These will implement text transformations by LLMs part of the evaluation process. They build on the third-party LLMs, which we furthermore split into LLMs for text reconstruction and text judging, the key parameters for which are set below.

In [48]:
#model_reconstruction_string = 'together_ai/Qwen/Qwen3-235B-A22B-Instruct-2507-tput'
#model_reconstruction_api_key_env_var = 'TOGETHER_AI_API_KEY'
#model_reconstruction_string = 'anthropic/claude-sonnet-4-5-20250929'
#model_reconstruction_api_key_env_var = 'ANTHROPIC_API_KEY'
#model_reconstruction_string = 'openai/gpt-5.1-2025-11-13'
#model_reconstruction_api_key_env_var = 'OPENAI_API_KEY'
model_reconstruction_string = 'together_ai/moonshotai/Kimi-K2-Instruct'
model_reconstruction_api_key_env_var = 'TOGETHER_AI_API_KEY'
model_judge_string = 'anthropic/claude-sonnet-4-5-20250929'
model_judge_api_key_env_var = 'ANTHROPIC_API_KEY'

In [49]:
from belletrist import PromptMaker, DataSampler, StyleEvaluationStore

prompt_maker = PromptMaker()
sampler = DataSampler(
    data_path=(Path(os.getcwd()) / "data" / "russell").resolve()
)
store = StyleEvaluationStore(Path("style_evaluation_results_mistral_kimik2_sonnet.db"))

In [50]:
store.reset('all')

In [51]:
from belletrist import LLM, LLMConfig

reconstruction_llm = LLM(LLMConfig(
    model=model_reconstruction_string,
    api_key=os.environ.get(model_reconstruction_api_key_env_var)
))
judge_llm = LLM(LLMConfig(
    model=model_judge_string,
    api_key=os.environ.get(model_judge_api_key_env_var)
))

### Sample Test Data and Few-Shot Data
The reconstruction method tests build on gold standard texts.

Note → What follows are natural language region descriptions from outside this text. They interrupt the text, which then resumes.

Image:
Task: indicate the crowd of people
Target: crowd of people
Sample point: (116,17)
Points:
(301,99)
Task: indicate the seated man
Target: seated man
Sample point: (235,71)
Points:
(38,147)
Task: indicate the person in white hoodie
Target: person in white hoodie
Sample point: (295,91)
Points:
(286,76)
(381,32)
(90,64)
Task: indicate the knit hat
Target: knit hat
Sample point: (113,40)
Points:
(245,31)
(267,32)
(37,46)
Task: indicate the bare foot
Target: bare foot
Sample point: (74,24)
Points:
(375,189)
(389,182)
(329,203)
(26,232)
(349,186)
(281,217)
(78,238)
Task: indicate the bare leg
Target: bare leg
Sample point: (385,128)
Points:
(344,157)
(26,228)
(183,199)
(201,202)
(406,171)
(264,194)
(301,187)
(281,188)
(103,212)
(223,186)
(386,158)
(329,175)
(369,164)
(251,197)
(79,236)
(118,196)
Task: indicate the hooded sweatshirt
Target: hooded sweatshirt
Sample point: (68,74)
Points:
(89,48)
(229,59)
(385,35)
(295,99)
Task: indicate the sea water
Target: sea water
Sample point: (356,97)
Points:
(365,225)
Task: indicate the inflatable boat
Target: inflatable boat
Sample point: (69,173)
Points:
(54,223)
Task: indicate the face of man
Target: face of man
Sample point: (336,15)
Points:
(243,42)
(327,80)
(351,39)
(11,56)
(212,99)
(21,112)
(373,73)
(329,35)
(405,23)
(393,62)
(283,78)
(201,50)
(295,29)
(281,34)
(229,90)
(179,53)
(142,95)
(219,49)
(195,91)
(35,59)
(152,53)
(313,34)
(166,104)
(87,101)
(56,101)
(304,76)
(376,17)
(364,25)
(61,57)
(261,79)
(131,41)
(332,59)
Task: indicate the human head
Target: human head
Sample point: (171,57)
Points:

The test also includes few-shot prompting with the gold standard texts. In order to not skew the tests, no few-shot examples can overlap with the test texts.

In [52]:
n_sample = 5
m_paragraphs_per_sample = 5
n_few_shot_sample = 5

test_texts = []
for _ in range(n_sample):
    test_texts.append(sampler.sample_segment(p_length=m_paragraphs_per_sample))

few_shot_texts = []
while len(few_shot_texts) < n_few_shot_sample:
    p = sampler.sample_segment(p_length=m_paragraphs_per_sample)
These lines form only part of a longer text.